April 8, 2006

Full Circle
Condado, Puerto Rico

I've returned to Puerto Rico—the peculiar, illegitimate island love-child seemingly begotten from a moment of passion between Latin and North America.

I've come full circle. I started my Caribbean adventures in Puerto Rico last December, and in PR they will end—for now. It's absolutely amazing to reflect on the experiences I've had since I left the States; it's almost overwhelming.

At the moment I'm in a densely populated suburb of San Juan called Condado, staying at simple apartment with Jess and her friendly roommate Jennifer—and Jen's spoiled wiener dog, Blacky.

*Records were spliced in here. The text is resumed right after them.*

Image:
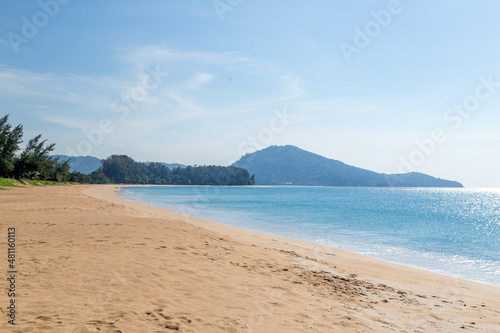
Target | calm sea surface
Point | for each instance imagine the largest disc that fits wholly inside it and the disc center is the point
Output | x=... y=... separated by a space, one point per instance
x=451 y=231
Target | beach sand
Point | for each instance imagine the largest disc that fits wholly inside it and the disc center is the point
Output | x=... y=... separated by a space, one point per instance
x=88 y=260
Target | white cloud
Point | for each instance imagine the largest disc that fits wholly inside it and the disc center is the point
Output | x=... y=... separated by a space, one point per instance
x=199 y=80
x=77 y=123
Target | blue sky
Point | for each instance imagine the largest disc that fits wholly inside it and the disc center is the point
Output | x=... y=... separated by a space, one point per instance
x=390 y=86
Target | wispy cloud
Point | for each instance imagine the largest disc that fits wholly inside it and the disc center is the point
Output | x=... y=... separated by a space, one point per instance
x=77 y=123
x=199 y=80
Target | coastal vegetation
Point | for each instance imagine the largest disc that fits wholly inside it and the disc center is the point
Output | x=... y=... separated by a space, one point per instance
x=124 y=170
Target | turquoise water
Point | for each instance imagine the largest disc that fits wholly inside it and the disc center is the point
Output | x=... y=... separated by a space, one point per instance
x=450 y=231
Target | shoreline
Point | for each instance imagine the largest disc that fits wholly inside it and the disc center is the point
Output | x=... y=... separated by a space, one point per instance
x=92 y=261
x=312 y=244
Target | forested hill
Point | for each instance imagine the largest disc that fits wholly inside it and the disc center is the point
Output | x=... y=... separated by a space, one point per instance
x=279 y=165
x=121 y=169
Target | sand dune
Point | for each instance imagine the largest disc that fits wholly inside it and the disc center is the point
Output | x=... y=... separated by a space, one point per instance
x=90 y=261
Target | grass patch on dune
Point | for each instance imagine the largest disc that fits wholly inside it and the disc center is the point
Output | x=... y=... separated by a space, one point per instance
x=5 y=183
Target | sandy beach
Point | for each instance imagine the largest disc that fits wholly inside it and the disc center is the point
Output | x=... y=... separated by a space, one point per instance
x=87 y=260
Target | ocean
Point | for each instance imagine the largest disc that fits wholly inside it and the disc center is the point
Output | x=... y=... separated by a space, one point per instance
x=455 y=232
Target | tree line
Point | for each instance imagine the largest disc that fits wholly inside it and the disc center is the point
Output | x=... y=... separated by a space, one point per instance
x=35 y=162
x=122 y=169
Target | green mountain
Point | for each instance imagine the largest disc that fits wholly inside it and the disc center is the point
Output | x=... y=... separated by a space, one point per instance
x=289 y=165
x=82 y=164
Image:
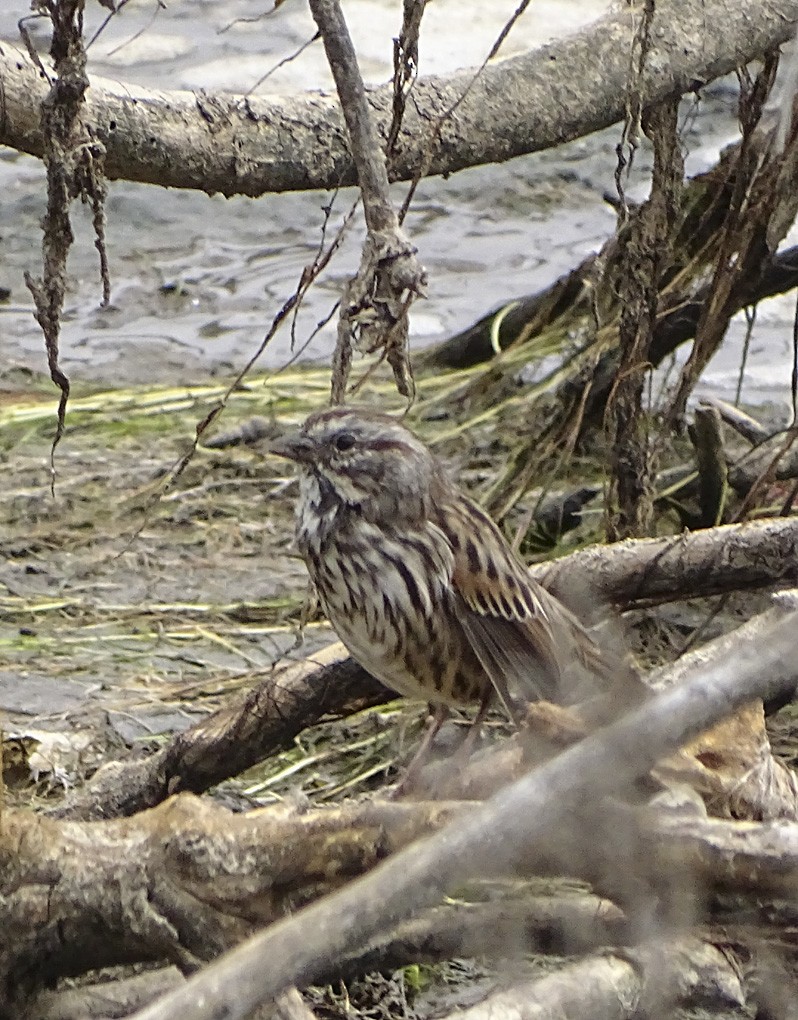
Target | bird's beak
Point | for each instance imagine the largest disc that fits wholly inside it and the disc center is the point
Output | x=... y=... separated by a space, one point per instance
x=294 y=447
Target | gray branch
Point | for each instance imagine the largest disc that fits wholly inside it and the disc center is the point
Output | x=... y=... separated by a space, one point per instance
x=240 y=145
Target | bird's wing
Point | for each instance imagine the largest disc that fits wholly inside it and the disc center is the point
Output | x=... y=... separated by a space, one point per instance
x=511 y=622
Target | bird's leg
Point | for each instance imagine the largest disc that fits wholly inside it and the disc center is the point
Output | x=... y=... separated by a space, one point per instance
x=465 y=750
x=440 y=715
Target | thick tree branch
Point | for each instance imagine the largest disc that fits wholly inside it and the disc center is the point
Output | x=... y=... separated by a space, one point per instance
x=249 y=146
x=755 y=555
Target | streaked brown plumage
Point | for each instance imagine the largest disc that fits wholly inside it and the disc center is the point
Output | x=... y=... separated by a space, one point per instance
x=418 y=582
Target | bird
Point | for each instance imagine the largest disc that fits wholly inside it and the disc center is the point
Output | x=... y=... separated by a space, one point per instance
x=417 y=580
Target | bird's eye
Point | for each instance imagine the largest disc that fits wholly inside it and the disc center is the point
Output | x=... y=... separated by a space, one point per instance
x=344 y=441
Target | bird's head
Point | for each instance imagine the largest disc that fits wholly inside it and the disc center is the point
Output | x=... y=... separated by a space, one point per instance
x=363 y=459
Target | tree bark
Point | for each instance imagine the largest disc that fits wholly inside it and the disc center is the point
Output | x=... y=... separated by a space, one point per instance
x=250 y=146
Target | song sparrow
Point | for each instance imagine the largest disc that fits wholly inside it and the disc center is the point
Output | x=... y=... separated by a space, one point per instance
x=418 y=582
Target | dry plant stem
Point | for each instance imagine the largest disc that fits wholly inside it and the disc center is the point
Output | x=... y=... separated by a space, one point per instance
x=373 y=311
x=559 y=92
x=645 y=252
x=498 y=833
x=107 y=999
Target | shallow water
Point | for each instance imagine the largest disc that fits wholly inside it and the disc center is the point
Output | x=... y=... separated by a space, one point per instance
x=197 y=279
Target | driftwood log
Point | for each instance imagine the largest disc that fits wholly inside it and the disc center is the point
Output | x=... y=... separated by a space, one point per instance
x=757 y=555
x=187 y=880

Jennifer, a former stripper who was born in the Dominican Republic, knows about as much English as I know Spanish, which has lead to some fun single-word sentences mixed with descriptive hand gestures.

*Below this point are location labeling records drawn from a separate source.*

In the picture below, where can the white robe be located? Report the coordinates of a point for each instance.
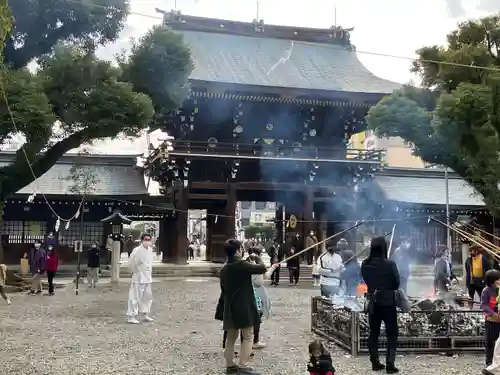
(140, 296)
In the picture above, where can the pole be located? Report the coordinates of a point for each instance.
(391, 240)
(447, 187)
(78, 259)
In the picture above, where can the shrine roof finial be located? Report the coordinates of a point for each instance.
(333, 35)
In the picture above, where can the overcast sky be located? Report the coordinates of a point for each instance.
(391, 27)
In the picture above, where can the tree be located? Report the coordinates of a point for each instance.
(5, 20)
(75, 98)
(454, 119)
(40, 25)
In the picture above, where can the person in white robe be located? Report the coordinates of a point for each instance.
(140, 296)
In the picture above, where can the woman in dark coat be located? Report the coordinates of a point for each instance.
(238, 305)
(382, 280)
(293, 266)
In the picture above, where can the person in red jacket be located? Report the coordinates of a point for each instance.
(52, 264)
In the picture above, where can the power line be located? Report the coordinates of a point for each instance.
(30, 165)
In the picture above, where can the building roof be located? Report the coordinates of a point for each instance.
(426, 187)
(115, 175)
(249, 54)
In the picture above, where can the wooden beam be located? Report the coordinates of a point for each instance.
(208, 185)
(221, 197)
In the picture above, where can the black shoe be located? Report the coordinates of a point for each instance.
(247, 371)
(391, 369)
(232, 369)
(377, 366)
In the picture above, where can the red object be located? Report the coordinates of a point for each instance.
(52, 262)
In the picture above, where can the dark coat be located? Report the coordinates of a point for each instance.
(381, 275)
(294, 262)
(351, 276)
(237, 307)
(36, 258)
(93, 258)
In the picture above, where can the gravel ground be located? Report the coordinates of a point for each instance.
(88, 334)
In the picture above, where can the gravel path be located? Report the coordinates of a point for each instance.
(88, 334)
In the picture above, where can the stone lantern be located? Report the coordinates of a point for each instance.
(116, 220)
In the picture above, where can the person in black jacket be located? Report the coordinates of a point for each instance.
(382, 280)
(237, 307)
(93, 265)
(276, 255)
(320, 361)
(293, 266)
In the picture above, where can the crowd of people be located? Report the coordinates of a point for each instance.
(244, 303)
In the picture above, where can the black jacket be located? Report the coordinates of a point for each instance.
(382, 280)
(322, 365)
(276, 251)
(294, 262)
(237, 307)
(93, 258)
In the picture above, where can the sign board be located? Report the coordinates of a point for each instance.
(78, 246)
(262, 217)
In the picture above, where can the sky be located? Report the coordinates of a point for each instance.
(389, 27)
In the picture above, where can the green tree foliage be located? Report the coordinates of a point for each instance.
(454, 119)
(74, 98)
(5, 20)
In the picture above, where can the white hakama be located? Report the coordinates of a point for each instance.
(140, 296)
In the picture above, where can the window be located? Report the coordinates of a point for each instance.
(260, 205)
(24, 232)
(246, 205)
(15, 231)
(92, 231)
(270, 206)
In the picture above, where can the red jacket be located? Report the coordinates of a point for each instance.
(52, 262)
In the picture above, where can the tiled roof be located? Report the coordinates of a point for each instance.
(114, 176)
(428, 188)
(249, 60)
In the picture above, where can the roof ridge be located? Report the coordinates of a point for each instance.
(334, 35)
(120, 159)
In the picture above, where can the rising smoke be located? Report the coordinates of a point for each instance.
(456, 9)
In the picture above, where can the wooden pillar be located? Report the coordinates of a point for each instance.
(280, 224)
(179, 241)
(209, 242)
(223, 225)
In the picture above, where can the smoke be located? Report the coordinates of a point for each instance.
(456, 9)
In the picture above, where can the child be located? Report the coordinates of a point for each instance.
(320, 361)
(315, 274)
(3, 279)
(489, 305)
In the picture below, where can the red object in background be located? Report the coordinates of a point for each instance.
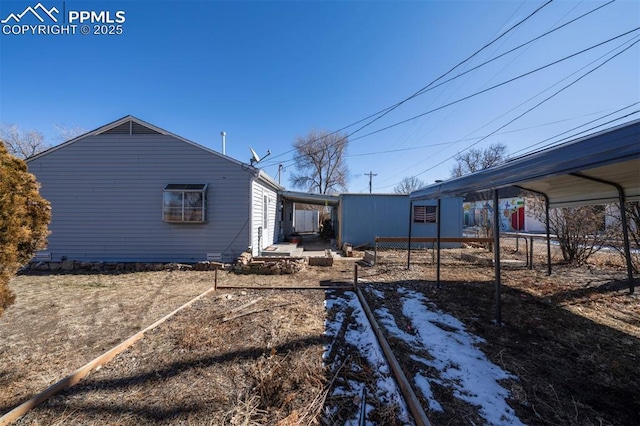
(517, 219)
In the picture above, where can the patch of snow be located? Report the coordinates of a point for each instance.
(360, 334)
(423, 384)
(461, 364)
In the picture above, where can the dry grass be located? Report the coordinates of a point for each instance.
(572, 339)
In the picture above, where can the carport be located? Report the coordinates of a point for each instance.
(600, 168)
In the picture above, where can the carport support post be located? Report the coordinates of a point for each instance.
(409, 239)
(625, 235)
(548, 227)
(438, 234)
(496, 255)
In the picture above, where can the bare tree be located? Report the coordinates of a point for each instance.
(408, 185)
(581, 231)
(632, 209)
(475, 160)
(22, 144)
(320, 163)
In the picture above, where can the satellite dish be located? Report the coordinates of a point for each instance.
(254, 157)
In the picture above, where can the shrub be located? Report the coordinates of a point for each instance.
(24, 220)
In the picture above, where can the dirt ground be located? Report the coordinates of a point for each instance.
(572, 339)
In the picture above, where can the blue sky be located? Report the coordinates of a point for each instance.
(268, 72)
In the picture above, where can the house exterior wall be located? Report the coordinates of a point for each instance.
(515, 214)
(263, 237)
(288, 218)
(106, 196)
(362, 217)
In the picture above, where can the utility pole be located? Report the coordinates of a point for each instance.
(280, 167)
(371, 175)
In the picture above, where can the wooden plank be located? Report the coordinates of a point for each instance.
(433, 240)
(407, 391)
(328, 287)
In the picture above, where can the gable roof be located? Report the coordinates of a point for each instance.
(130, 125)
(580, 171)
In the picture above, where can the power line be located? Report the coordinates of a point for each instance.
(534, 107)
(478, 92)
(495, 86)
(371, 175)
(387, 110)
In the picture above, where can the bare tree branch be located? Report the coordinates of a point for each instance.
(475, 160)
(22, 144)
(320, 163)
(408, 185)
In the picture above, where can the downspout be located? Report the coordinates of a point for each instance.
(438, 236)
(623, 218)
(409, 238)
(496, 256)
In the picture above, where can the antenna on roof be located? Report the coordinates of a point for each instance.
(255, 158)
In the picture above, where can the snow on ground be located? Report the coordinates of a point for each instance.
(360, 334)
(462, 366)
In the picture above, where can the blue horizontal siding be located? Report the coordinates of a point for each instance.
(106, 198)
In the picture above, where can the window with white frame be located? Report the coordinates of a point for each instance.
(184, 203)
(424, 214)
(265, 212)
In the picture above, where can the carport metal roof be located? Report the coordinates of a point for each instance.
(580, 171)
(600, 168)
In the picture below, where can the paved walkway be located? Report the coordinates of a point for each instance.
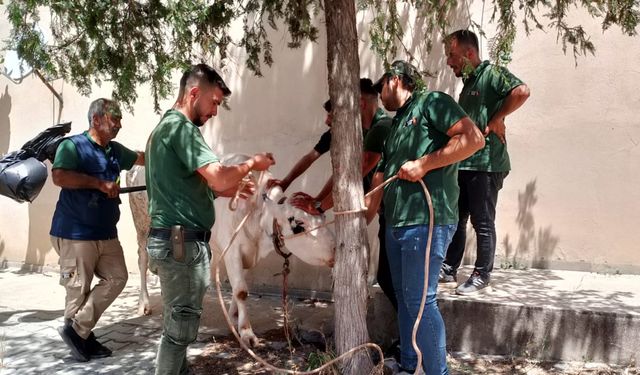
(31, 308)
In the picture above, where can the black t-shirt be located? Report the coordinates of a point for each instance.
(324, 144)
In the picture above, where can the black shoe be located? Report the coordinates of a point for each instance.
(95, 349)
(76, 343)
(476, 283)
(446, 279)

It's been three months since I've been in a Spanish speaking country, and Puerto Rico is providing a smoother transition for me than abruptly jumping from saying Bonjour! in French St. Martin, to Buenos Dìas in Mexico. I've got a very strong desire to learn Spanish (I dislike the feeling of being conversationally crippled), but I'm not the most cunning linguist, and wish I had formal exposure to the language at some point earlier in my life (either in high school or at least a trimester of it during my undergrad years).

I'll be picking up my ticket to Cancun this afternoon. Because of weekend fares (coupled with Easter and my intentional purchase delay) I've only got two departure days that I can affordably choose from at the moment. As of yesterday, those dates would be Wednesday the 12th, my birthday, or the 18th, almost a week later. I've got to give it some thought and then talk it over with Jess—who is currently MIA (again) this morning.

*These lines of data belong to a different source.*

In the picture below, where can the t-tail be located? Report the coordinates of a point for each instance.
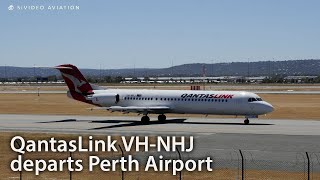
(78, 86)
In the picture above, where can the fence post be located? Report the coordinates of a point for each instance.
(308, 166)
(242, 165)
(18, 145)
(180, 173)
(70, 172)
(122, 173)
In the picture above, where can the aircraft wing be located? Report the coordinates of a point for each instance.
(137, 109)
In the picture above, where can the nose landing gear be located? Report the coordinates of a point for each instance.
(162, 118)
(246, 121)
(145, 119)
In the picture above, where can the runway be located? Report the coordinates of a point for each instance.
(253, 91)
(299, 135)
(132, 124)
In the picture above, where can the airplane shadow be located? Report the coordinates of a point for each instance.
(129, 123)
(58, 121)
(168, 121)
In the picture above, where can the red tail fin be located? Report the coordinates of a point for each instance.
(74, 79)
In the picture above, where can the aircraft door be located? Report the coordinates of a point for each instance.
(117, 98)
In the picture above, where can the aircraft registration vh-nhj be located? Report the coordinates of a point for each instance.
(238, 103)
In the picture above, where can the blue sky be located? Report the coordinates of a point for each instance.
(153, 34)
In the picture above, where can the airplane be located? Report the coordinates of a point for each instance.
(161, 102)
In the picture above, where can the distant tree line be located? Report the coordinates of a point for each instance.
(118, 79)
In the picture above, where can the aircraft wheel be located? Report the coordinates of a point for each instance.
(162, 117)
(145, 119)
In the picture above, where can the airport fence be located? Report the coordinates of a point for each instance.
(227, 164)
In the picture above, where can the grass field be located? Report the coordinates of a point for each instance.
(287, 106)
(7, 155)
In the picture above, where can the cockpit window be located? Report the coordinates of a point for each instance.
(254, 99)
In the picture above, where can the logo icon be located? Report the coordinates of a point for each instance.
(11, 7)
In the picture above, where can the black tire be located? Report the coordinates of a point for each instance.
(162, 118)
(145, 119)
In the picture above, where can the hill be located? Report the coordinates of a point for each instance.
(261, 68)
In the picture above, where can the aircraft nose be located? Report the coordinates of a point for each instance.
(267, 107)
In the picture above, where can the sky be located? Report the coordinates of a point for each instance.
(156, 34)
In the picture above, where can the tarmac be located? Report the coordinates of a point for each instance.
(282, 143)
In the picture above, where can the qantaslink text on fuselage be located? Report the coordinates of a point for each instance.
(217, 96)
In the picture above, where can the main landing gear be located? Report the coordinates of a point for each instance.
(246, 121)
(145, 119)
(162, 118)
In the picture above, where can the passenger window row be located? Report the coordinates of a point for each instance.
(176, 99)
(254, 99)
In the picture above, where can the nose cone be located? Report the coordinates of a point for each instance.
(266, 107)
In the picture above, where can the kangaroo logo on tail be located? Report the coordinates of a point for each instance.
(74, 79)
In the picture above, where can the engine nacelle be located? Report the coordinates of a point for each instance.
(105, 98)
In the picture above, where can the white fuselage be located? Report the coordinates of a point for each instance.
(185, 101)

Looking back on the past few months, I realize that I don't typically write in great detail about the people that I encounter. The personalities, mannerisms, and stories they tell (both verbal and unspoken) blend together with countless other observations and experiences that I digest on a daily basis.

I often feel saddened to only be able to write about and photograph but a small corner of the ever-changing canvas that I'm living in. Sometimes it feels like I'm a tourist inside an exquisite souvenir shop, and only to select one or two items to take home.

But one or two items will have to do… For as much as I both enjoy and dislike the aspects of keeping a travelogue such as this, I can't imagine not having a medium like Travelvice with which to simply share and remember a small glimpse of my thoughts, experiences, hardships, accomplishments, knowledge, and adventures.